PwC auditor reveals at Zondo inquiry SAA did not comply with public finance act
PwC auditor Pule Mothibe has conceded that the company misled the public by omitting to state in its audit report that SAA had not complied with the Public Finance Management Act (PFMA).
In his evidence to the commission of inquiry into state capture on Thursday, Mothibe said PwC had conducted an audit on SAA on behalf of SA's auditor-general.
The commission, chaired by deputy chief justice Raymond Zondo, was set up by the government in August 2018 to investigate allegations of state capture, corruption and fraud. In setting up the Zondo commission, the president was implementing the recommendations in a report by then-public protector Thuli Madonsela after her investigation into state capture.
“From the work we performed, we found deviations which we elevated to the audit committee,” Mothibe sad. He said there were files missing from the financial statements the airline provided.
“Where we could not be provided with files, we reported the matter to the audit committee.”
He conceded that without the files, they were not able to complete all the necessary steps in the audit.
In his evidence, Mothibe also admitted that in their audit report they did not mention that SAA had not complied with the PFMA.
“We considered all the evidence provided for audit purposes and applied judgment and at that stage, our view was that there was no material non-compliance,” Mothibe told the commission.

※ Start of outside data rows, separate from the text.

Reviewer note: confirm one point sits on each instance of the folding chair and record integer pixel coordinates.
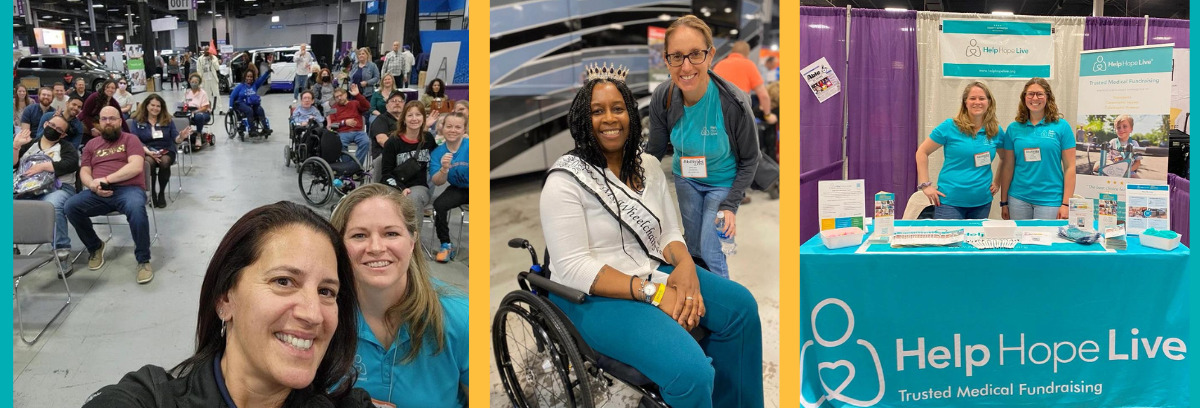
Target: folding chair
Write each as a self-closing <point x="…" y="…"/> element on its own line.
<point x="34" y="225"/>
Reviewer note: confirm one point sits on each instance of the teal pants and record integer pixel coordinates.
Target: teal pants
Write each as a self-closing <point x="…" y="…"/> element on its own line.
<point x="723" y="370"/>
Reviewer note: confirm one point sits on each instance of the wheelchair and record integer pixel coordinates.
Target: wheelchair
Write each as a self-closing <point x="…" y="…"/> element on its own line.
<point x="329" y="169"/>
<point x="233" y="126"/>
<point x="541" y="358"/>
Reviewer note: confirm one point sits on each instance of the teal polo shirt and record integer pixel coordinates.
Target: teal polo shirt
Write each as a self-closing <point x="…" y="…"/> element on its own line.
<point x="701" y="132"/>
<point x="1038" y="183"/>
<point x="431" y="381"/>
<point x="964" y="183"/>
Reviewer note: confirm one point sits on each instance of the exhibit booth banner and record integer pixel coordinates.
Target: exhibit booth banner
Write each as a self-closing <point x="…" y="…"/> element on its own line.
<point x="996" y="49"/>
<point x="1060" y="325"/>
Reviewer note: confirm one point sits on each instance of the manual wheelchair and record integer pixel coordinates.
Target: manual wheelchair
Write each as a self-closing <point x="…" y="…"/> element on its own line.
<point x="543" y="360"/>
<point x="328" y="169"/>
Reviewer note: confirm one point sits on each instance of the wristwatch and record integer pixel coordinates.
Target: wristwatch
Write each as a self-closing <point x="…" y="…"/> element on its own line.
<point x="648" y="291"/>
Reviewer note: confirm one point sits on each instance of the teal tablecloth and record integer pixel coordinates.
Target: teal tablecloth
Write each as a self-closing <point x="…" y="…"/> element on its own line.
<point x="1045" y="328"/>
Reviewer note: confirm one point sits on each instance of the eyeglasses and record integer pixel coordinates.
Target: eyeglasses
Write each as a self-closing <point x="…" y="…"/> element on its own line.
<point x="695" y="58"/>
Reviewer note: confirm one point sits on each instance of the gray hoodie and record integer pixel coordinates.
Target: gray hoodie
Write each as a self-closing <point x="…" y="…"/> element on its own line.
<point x="739" y="126"/>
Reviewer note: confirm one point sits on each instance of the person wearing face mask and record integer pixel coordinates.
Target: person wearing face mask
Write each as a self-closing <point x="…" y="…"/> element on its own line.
<point x="245" y="100"/>
<point x="196" y="99"/>
<point x="112" y="173"/>
<point x="323" y="90"/>
<point x="65" y="162"/>
<point x="966" y="184"/>
<point x="124" y="99"/>
<point x="450" y="163"/>
<point x="73" y="133"/>
<point x="275" y="329"/>
<point x="407" y="155"/>
<point x="348" y="117"/>
<point x="413" y="329"/>
<point x="709" y="123"/>
<point x="208" y="67"/>
<point x="382" y="129"/>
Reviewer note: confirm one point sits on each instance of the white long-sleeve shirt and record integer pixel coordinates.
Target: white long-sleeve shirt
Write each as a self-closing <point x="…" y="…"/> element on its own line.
<point x="582" y="235"/>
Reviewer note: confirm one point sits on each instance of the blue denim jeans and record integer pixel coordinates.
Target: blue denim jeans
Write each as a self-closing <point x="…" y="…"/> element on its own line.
<point x="697" y="208"/>
<point x="961" y="213"/>
<point x="1023" y="210"/>
<point x="361" y="142"/>
<point x="59" y="199"/>
<point x="723" y="370"/>
<point x="130" y="201"/>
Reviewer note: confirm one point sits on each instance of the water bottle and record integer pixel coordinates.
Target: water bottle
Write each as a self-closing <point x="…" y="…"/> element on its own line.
<point x="727" y="245"/>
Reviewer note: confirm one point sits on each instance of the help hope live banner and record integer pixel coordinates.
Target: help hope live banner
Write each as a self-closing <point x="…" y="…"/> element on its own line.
<point x="993" y="329"/>
<point x="1132" y="84"/>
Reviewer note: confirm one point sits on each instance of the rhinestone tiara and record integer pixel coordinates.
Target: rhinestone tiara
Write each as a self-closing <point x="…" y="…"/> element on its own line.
<point x="597" y="71"/>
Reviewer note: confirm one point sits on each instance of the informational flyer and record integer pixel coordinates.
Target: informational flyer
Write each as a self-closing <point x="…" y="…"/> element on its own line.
<point x="1080" y="214"/>
<point x="1107" y="211"/>
<point x="885" y="214"/>
<point x="821" y="79"/>
<point x="1149" y="207"/>
<point x="841" y="203"/>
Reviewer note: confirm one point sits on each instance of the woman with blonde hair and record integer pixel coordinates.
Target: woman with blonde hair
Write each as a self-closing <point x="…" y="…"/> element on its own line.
<point x="413" y="336"/>
<point x="966" y="184"/>
<point x="1038" y="155"/>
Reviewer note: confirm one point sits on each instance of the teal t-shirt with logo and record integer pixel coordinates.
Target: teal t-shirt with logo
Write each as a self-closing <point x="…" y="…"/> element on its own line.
<point x="1038" y="183"/>
<point x="701" y="133"/>
<point x="964" y="180"/>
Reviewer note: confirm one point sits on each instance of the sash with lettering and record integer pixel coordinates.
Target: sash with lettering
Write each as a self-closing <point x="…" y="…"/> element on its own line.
<point x="629" y="210"/>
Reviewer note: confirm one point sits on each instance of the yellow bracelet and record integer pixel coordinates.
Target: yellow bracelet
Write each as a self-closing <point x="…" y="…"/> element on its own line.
<point x="658" y="295"/>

“We should have mentioned the non-compliance with the PFMA,” he said.
Mothibe reluctantly conceded that it was a dereliction of duty on the company's part that it did not mention the non-compliance in the audit report.
He preferred the use of the word “omission” instead of “dereliction of duty”.

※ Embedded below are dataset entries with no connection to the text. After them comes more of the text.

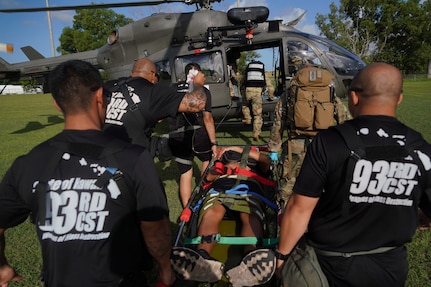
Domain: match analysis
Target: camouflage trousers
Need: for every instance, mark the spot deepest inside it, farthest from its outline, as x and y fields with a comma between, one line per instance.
x=253, y=98
x=288, y=168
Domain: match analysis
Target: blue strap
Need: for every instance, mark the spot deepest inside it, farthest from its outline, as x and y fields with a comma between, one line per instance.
x=242, y=189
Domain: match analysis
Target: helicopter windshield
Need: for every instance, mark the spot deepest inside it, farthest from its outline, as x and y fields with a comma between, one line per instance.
x=211, y=65
x=343, y=61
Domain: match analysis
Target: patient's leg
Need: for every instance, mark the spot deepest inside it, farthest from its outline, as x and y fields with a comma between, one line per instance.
x=210, y=225
x=251, y=227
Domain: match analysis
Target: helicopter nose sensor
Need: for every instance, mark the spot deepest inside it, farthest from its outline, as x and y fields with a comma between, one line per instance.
x=244, y=15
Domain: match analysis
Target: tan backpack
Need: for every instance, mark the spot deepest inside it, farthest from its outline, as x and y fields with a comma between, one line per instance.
x=311, y=101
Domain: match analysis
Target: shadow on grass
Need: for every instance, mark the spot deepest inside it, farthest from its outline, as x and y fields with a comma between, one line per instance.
x=35, y=125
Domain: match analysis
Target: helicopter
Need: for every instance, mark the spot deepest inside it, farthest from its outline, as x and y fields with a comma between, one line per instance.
x=213, y=39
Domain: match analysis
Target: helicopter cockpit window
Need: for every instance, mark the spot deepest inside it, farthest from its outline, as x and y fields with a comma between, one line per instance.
x=343, y=61
x=210, y=63
x=298, y=54
x=164, y=70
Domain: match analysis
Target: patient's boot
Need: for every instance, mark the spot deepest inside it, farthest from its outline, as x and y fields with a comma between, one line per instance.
x=256, y=268
x=196, y=266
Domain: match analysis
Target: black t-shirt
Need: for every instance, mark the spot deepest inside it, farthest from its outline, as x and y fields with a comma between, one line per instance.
x=382, y=197
x=154, y=101
x=90, y=235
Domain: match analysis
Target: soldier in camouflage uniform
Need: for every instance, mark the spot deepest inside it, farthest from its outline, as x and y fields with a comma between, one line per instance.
x=255, y=84
x=288, y=169
x=253, y=98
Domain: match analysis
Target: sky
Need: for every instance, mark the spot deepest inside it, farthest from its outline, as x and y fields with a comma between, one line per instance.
x=32, y=29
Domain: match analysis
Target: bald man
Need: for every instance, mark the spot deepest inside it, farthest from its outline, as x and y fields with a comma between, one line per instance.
x=359, y=211
x=153, y=102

“It was an omission, chair.”
Evidence leader Kate Hofmeyr put to Mothibe that “if you don’t focus on and perform your duty to the last step, then your audit opinion will be incorrect”. He conceded.
“We had raised non-compliance with the audit committee.... We erred in not informing the shareholders,” Mothibe said. “We do concede that was an error of judgment. We should have mentioned those instances,” he said.